Le procès de M. Ruto - et de son co-accusé, l'ex-animateur de radio Joshua arap Sang - s'est ouvert le 10 septembre à La Haye et celui de M. Kenyatta doit débuter le 12 novembre.

Les deux têtes de l'exécutif sont jugées, séparément, pour leurs responsabilités respectives dans les terribles violences politico-ethniques sur lesquelles avait débouché la précédente présidentielle de fin 2007.

Immunité

La Cour a également refusé à MM. Kenyatta et Ruto la possibilité de ne pas assister à toutes les audiences à La Haye, en dépit des obligations liées à leurs fonctions.

Il est "regrettable que nos appels répétés soient tombés dans l'oreille d'un sourd et que nos inquiétudes aient été complètement ignorées", a estimé vendredi M. Tedros.

"La récente attaque terroriste de Nairobi a (...) souligné le besoin pour les dirigeants kényans d'être au premier plan dans le combat contre le terrorisme et de ne pas être distraits de quelque façon que ce soit par la Cour", a-t-il avancé, en référence à l'attaque meurtrière par un commando islamiste d'un centre commercial de Nairobi fin septembre.

MM. Kenyatta et Ruto sont les premiers dirigeants en exercice jugés par la CPI. Or, a souligné M. Tedros, "l'immunité des chefs d'Etat ne peut pas être prise à la légère et notre réunion devra se prononcer très clairement sur la question".

A l'approche du sommet de l'UA, plusieurs voix s'étaient élevées pour dénoncer ces attaques de la CPI par les pays africains.

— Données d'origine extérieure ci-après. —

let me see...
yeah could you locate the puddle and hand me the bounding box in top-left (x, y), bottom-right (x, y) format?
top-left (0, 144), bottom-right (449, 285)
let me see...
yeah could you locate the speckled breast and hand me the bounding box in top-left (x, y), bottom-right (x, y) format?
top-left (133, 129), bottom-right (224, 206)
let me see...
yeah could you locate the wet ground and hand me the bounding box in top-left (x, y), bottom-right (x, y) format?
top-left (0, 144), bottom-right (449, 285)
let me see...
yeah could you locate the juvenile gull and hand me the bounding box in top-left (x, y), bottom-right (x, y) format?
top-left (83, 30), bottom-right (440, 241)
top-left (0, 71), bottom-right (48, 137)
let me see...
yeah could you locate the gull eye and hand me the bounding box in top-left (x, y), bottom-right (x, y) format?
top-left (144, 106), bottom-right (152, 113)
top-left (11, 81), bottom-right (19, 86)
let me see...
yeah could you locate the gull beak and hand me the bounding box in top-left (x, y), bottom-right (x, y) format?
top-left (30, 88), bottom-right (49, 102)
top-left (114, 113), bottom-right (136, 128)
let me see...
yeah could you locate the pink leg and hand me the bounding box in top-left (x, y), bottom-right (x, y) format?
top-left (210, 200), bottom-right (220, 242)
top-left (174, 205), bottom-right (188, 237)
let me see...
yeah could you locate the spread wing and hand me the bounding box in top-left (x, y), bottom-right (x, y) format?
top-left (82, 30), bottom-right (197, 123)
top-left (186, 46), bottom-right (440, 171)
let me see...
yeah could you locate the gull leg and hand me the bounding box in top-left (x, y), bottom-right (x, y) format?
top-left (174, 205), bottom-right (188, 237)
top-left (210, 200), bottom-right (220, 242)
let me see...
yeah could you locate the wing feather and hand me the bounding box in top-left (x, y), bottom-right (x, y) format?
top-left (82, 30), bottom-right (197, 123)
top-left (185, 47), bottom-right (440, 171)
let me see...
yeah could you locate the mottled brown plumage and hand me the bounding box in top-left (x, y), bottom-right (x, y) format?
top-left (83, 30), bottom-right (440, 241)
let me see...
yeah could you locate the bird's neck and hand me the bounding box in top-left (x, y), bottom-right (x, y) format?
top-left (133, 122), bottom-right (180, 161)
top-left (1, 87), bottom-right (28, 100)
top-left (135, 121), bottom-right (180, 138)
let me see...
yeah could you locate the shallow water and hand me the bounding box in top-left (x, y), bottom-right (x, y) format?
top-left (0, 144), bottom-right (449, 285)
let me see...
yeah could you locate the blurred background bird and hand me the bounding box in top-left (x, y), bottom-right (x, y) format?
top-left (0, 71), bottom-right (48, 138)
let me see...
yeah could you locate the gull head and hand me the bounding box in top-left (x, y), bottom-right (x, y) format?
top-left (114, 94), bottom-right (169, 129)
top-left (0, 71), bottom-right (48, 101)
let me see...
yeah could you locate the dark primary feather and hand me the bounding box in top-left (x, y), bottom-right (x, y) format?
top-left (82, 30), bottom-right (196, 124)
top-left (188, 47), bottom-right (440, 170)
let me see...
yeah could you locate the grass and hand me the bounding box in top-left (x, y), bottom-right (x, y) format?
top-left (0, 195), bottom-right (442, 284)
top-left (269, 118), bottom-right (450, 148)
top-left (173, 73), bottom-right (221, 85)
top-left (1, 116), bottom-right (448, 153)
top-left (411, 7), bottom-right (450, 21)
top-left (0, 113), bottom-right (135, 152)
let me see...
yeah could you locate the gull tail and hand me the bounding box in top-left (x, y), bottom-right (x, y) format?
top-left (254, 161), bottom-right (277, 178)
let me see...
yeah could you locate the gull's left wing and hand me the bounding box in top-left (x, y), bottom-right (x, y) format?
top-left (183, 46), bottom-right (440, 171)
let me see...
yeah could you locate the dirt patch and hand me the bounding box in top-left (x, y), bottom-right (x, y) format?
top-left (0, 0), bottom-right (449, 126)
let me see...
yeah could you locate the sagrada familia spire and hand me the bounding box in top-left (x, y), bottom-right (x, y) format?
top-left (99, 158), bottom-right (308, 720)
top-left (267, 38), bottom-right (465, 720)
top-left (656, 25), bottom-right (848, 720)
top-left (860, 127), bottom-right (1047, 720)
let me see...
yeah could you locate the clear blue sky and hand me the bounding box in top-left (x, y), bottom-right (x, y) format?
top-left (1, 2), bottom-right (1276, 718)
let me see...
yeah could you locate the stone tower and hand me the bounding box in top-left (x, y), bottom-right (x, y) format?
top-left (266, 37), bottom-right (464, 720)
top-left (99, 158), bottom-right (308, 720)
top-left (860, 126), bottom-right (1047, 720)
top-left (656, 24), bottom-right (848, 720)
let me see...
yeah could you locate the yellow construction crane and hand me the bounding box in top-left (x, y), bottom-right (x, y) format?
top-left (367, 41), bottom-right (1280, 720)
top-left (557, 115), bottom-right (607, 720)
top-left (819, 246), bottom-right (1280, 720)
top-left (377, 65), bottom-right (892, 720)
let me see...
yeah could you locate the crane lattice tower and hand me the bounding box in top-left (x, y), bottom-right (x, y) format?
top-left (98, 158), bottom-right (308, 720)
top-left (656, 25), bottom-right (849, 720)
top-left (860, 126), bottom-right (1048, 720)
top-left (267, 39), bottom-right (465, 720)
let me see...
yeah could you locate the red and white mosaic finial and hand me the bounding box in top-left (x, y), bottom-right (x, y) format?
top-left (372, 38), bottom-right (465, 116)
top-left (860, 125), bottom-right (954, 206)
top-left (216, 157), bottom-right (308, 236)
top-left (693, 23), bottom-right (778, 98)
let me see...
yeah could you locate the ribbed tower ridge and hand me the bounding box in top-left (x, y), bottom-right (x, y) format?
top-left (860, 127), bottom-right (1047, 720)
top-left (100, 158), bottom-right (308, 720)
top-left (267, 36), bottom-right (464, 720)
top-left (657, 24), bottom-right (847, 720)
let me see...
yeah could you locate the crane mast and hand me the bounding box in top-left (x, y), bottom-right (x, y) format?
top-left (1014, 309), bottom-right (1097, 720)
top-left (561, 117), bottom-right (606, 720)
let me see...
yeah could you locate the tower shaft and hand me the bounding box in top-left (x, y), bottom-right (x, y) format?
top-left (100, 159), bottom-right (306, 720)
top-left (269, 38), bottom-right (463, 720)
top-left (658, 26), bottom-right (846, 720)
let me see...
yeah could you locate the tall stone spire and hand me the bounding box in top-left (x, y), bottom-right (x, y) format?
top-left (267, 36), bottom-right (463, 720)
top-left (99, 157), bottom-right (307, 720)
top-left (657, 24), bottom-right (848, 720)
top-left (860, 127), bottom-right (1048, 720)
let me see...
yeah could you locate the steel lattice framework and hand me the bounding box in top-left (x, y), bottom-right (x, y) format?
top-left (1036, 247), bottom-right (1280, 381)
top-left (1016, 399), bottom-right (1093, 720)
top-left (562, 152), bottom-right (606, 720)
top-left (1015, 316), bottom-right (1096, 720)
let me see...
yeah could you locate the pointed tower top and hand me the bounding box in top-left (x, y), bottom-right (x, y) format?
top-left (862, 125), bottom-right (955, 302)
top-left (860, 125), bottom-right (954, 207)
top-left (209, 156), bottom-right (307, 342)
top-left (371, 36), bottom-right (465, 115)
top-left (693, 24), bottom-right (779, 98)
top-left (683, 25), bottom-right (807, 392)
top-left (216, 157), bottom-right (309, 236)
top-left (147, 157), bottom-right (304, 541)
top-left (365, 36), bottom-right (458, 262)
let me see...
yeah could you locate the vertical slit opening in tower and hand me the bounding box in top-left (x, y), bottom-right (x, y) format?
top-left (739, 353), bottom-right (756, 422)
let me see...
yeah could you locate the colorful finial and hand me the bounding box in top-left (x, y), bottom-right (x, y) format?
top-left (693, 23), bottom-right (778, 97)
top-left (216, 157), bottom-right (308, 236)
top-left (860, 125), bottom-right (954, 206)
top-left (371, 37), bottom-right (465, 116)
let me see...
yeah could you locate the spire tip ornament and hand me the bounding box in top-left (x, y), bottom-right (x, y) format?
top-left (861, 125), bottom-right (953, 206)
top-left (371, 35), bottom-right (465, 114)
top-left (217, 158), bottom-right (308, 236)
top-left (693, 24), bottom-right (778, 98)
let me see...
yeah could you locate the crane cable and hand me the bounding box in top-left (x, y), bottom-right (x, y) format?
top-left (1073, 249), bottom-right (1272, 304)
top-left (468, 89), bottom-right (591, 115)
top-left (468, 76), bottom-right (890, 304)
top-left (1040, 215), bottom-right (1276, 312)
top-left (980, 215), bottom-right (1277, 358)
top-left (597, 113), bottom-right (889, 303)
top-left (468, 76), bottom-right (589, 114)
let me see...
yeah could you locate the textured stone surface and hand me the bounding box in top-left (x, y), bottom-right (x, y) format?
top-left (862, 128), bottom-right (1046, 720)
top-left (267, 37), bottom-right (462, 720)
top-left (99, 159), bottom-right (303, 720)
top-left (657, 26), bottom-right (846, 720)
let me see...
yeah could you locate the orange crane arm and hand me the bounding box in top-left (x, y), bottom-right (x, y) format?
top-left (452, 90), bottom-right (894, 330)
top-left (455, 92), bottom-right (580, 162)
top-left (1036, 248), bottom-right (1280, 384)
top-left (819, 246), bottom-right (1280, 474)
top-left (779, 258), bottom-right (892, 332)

Jeudi, l'ex-secrétaire général de l'ONU Kofi Annan a estimé que le débat à l'UA visait davantage à protéger les "dirigeants" que les "victimes".

"Le message aux victimes, investisseurs et au monde est que les dirigeants du continent sont allergiques aux institutions veillant à ce que chacun rende des comptes", a renchéri l'Institut des Etudes stratégiques (ISS), centre de réflexion spécialisé sur l'Afrique.

Des critiques balayées par le ministre soudanais des Affaires étrangères Ali Karti.

Selon lui, une déclaration claire de l'UA contre la CPI n'encouragera pas l'impunité car "les pays africains ont leurs propres mécanismes judiciaires, qui s'avèrent être bons, meilleurs que les européens". Le président soudanais, Omar el-Béchir est visé par des mandats d'arrêt de la CPI pour crimes de guerre, crimes contre l'humanité et génocide dans le conflit du Darfour, une vaste région de l'ouest du Soudan.

Au coeur de la polémique, Nairobi a de son côté tempéré.

"Nous sommes préoccupés par un certain nombre de choses qui se passent à la Cour, oui. Mais nous n'avons jamais dit que nous allions nous retirer", a assuré la chef de la diplomatie kényane, Amina Mohamed, affirmant que son pays entendait "rester" un Etat membre.